The Advisory Group that will set the timetable for the establishment of the new mayoral role met councillors for the first time at City Hall on Monday when it was suggested that the mayoral election could take place sometime in 2021.

One of the new mayor’s most important powers would be to draft the Council’s annual budget, which is currently the responsibility of a local authority’s chief executive.

When asked if the salary was too high, Advisory Group chairman Tim O’Connor said it would be terrific value as long as “the right mayor doing the right job” was elected.

The office of the new mayor would be relatively small, and the potential would be to build on the success of what Limerick has already achieved over the last several years, Mr O’Connor added.

Current Mayor Michael Sheahan, who was elected by his fellow councillors, insisted that funding must be forthcoming from central government for the new mayor’s office.

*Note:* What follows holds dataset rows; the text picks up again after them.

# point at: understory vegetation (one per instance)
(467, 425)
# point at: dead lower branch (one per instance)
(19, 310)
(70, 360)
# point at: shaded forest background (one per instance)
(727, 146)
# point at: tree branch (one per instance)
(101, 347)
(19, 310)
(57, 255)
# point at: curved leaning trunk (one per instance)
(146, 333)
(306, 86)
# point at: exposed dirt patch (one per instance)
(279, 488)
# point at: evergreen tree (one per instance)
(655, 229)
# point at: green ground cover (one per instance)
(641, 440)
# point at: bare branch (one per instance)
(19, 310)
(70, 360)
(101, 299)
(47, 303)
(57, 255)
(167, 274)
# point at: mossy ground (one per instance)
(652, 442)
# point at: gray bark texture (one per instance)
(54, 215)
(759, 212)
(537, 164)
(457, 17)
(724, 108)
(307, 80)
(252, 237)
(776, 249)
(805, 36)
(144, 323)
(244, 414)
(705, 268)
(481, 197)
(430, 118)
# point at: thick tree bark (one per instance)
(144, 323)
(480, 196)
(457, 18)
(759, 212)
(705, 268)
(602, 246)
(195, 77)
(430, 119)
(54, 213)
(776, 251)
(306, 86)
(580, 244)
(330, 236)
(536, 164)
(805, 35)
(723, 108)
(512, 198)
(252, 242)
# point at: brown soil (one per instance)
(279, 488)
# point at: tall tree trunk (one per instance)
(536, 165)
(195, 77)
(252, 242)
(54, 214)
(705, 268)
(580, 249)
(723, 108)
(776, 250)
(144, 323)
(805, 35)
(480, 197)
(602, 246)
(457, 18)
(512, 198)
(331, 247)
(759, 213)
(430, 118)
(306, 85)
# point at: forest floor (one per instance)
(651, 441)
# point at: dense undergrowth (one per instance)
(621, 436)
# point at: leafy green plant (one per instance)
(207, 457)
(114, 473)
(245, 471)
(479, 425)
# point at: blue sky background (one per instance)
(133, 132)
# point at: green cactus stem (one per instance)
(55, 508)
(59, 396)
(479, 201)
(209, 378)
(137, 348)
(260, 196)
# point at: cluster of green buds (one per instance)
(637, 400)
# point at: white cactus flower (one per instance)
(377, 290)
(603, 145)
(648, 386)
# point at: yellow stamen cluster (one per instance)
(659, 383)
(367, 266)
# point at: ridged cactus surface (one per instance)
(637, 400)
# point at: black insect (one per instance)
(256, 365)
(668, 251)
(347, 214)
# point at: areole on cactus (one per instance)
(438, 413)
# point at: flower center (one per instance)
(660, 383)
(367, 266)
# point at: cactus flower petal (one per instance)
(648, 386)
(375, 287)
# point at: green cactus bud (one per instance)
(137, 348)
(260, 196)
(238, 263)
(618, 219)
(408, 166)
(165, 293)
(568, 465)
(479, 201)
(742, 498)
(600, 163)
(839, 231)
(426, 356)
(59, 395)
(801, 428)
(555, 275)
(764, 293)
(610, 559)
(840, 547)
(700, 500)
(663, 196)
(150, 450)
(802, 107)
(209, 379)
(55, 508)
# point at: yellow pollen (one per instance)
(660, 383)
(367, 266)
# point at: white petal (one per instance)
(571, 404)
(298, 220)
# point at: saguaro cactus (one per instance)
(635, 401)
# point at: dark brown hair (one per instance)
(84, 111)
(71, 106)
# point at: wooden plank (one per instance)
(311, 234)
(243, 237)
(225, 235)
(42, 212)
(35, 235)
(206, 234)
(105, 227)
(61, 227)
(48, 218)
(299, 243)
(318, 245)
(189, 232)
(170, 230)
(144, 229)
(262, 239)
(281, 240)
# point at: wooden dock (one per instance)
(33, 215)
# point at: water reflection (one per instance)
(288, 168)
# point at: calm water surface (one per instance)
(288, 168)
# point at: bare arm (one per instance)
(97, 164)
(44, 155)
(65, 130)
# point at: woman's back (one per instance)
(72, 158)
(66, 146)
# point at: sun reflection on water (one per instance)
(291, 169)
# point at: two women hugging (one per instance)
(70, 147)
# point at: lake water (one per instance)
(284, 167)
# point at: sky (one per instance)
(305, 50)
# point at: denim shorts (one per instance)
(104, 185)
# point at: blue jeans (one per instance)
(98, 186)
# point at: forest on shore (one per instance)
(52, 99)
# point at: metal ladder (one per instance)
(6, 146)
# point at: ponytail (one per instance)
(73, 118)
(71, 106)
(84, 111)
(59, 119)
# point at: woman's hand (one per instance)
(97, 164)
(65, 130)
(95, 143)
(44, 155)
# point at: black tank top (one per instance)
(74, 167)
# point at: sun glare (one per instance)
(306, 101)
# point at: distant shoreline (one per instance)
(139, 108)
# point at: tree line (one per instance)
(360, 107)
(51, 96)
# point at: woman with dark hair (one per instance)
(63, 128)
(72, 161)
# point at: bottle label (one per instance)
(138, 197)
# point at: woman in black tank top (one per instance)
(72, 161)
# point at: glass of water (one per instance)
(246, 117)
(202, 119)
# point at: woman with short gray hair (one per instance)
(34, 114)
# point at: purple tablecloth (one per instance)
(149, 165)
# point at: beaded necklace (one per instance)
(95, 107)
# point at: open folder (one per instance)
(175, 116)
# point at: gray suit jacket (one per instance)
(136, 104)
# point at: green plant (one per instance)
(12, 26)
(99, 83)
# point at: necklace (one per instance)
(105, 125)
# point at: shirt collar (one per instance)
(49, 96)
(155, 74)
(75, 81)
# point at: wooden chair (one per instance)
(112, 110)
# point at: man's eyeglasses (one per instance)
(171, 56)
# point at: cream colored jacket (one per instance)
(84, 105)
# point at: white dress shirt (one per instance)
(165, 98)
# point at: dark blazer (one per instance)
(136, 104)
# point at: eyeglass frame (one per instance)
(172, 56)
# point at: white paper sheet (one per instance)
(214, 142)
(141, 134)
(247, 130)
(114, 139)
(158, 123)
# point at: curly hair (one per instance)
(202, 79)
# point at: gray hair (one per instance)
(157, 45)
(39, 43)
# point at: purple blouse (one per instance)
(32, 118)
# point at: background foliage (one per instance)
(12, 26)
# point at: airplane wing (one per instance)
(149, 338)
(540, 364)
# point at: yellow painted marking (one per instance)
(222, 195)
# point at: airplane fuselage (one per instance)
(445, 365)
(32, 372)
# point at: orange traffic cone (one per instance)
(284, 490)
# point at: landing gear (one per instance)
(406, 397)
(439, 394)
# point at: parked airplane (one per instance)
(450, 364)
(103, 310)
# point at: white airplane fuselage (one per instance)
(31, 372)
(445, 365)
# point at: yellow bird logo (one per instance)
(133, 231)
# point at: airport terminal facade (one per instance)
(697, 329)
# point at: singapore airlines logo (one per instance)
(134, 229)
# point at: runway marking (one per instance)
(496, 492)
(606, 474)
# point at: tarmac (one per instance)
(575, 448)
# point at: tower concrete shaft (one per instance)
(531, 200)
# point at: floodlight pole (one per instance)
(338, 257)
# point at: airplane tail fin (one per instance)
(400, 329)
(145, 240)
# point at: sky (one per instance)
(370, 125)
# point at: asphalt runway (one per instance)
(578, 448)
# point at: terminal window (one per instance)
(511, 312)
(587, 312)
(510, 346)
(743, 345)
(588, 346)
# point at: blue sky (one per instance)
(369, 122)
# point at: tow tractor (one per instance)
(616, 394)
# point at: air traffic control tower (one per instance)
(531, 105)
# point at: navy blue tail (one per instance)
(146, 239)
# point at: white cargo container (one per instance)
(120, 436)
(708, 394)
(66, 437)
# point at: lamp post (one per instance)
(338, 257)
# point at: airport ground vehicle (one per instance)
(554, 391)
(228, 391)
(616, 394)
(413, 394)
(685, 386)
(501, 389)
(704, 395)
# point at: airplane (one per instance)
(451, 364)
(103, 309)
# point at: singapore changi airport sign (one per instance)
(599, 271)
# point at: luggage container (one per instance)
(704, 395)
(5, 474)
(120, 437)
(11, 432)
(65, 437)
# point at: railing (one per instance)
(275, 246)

In tandem with last May’s local and European elections, the Limerick electorate voted for the establishment of the new mayoral position in a plebiscite, while voters in Cork and Waterford voted against the proposal.

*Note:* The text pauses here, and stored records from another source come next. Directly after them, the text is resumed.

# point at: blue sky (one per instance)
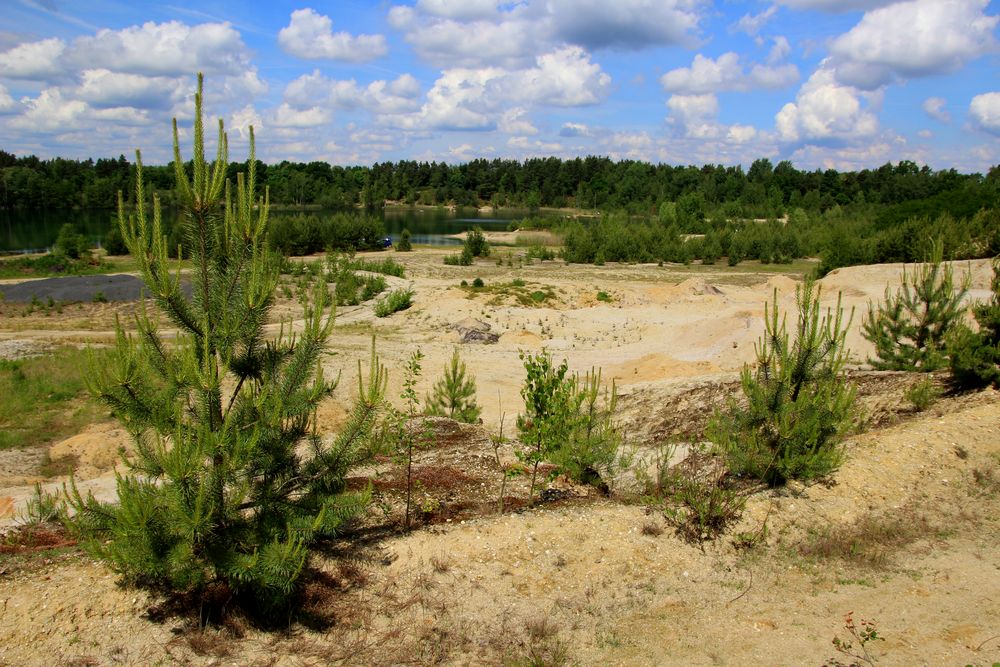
(846, 84)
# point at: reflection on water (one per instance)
(22, 231)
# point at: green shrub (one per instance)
(798, 403)
(476, 244)
(922, 394)
(404, 244)
(974, 356)
(463, 258)
(454, 395)
(910, 327)
(567, 421)
(397, 300)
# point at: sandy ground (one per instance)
(581, 581)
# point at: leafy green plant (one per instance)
(454, 395)
(974, 356)
(589, 453)
(404, 244)
(568, 421)
(476, 244)
(548, 411)
(909, 328)
(220, 490)
(463, 258)
(701, 509)
(865, 636)
(922, 394)
(798, 404)
(396, 300)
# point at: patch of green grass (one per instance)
(45, 399)
(395, 301)
(524, 293)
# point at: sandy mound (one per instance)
(93, 452)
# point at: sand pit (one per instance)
(607, 582)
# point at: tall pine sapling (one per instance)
(975, 355)
(454, 395)
(910, 327)
(229, 482)
(798, 404)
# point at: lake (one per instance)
(22, 231)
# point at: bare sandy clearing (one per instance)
(584, 579)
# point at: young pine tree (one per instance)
(910, 327)
(454, 395)
(798, 404)
(975, 355)
(220, 488)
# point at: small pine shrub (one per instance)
(454, 395)
(974, 356)
(910, 327)
(798, 403)
(397, 300)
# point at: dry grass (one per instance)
(870, 541)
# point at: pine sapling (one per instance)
(229, 482)
(910, 327)
(454, 395)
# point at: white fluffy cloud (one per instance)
(934, 107)
(287, 116)
(726, 73)
(310, 35)
(623, 24)
(751, 24)
(480, 34)
(939, 36)
(984, 110)
(7, 103)
(513, 121)
(836, 6)
(482, 98)
(449, 42)
(695, 114)
(823, 110)
(103, 88)
(459, 9)
(564, 78)
(33, 60)
(163, 49)
(378, 97)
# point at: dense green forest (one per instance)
(651, 212)
(762, 191)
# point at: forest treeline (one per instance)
(764, 190)
(651, 212)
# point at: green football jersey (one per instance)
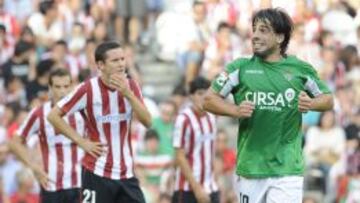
(269, 142)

Minister of State for Local Government and Electoral Reform John Paul Phelan told councillors the role of the directly elected mayor was “a chance for Limerick to lead the way in local government reform”.

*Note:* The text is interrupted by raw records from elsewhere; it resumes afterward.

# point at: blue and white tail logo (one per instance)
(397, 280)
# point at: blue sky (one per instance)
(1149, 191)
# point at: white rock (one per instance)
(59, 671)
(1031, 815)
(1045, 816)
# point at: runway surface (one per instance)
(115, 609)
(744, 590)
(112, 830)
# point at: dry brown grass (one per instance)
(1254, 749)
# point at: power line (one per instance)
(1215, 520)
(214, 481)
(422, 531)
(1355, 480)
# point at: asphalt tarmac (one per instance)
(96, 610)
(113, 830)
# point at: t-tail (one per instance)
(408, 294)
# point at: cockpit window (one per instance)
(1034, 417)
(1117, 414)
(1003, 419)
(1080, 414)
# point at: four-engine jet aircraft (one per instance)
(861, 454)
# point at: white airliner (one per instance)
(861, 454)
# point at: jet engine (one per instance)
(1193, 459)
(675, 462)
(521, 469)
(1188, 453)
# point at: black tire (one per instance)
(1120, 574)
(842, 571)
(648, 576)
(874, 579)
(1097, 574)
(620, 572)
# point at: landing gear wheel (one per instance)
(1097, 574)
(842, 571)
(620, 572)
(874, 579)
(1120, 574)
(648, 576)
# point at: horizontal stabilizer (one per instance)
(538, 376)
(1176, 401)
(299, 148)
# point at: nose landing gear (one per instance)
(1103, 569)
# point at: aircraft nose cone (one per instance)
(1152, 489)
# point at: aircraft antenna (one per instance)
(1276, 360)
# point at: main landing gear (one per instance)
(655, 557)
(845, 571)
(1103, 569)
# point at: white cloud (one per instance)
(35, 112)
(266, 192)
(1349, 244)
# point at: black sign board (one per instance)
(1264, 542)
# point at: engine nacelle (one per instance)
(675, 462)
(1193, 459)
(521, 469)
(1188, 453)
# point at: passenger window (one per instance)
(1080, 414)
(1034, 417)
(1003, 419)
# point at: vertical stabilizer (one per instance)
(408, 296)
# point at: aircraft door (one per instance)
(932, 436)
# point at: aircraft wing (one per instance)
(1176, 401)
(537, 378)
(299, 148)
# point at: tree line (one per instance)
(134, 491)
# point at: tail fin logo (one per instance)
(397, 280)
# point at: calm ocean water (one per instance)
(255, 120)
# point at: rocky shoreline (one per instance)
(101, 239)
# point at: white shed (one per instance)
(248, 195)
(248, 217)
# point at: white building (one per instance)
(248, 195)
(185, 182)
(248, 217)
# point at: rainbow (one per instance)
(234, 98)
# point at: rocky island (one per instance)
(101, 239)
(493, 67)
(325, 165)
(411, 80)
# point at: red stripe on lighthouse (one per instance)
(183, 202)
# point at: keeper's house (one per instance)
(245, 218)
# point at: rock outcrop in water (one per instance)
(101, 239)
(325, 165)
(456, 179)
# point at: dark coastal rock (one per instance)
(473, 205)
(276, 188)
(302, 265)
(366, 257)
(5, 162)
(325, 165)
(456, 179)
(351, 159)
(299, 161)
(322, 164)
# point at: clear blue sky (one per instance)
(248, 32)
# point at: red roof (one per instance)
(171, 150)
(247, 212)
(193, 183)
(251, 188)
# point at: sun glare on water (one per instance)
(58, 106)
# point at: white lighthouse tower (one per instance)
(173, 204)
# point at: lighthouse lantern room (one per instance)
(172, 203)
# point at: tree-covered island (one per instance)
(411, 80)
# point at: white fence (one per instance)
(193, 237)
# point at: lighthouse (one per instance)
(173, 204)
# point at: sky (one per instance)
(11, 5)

Cllr Olivia O’Sullivan, Fine Gael. Photo: Cian Reinhardt

Speaking after the meeting, Cllr O’Sullivan said she could understand the amount of the new mayor’s proposed annual salary, because government “want to get serious people for a serious role”.

However, when asked if a personal driver costing nearly €35,000 was essential to the role, she replied that while she was not going to make any presumptions about any supporting roles to the mayor, she added, “certainly the driver will be paid much better than councillors, but lets hope that will be addressed”.

“The salary for a councillor is €17,100, and obviously there are expenses, but it’s less than the minimum wage. It’s a very overstretched role and, in my opinion, it is underpaid. I’m new to it, I’m only six months in it, but there is a big commitment on a weekly basis.

“I’m self-employed and I don’t know how you could do this job and be answerable to an employer on a daily basis, because the amount of meetings and commitments; just to fulfil the role is very difficult.”

“It is very underpaid, it’s less than the minimum wage. Although it’s said to be a part-time role, the expectation of people is certainly that it is not part-time. You do have to manage it along with another job because you don’t get paid enough for it to be full-time.”

“In my case, I have got a young family and that’s my choice to go into it, but I certainly couldn’t be in a full-time job answerable to an employer and do this, not to mind going home to a family and the commitments there. So, it is definitely very over-stretched and underpaid,” she added.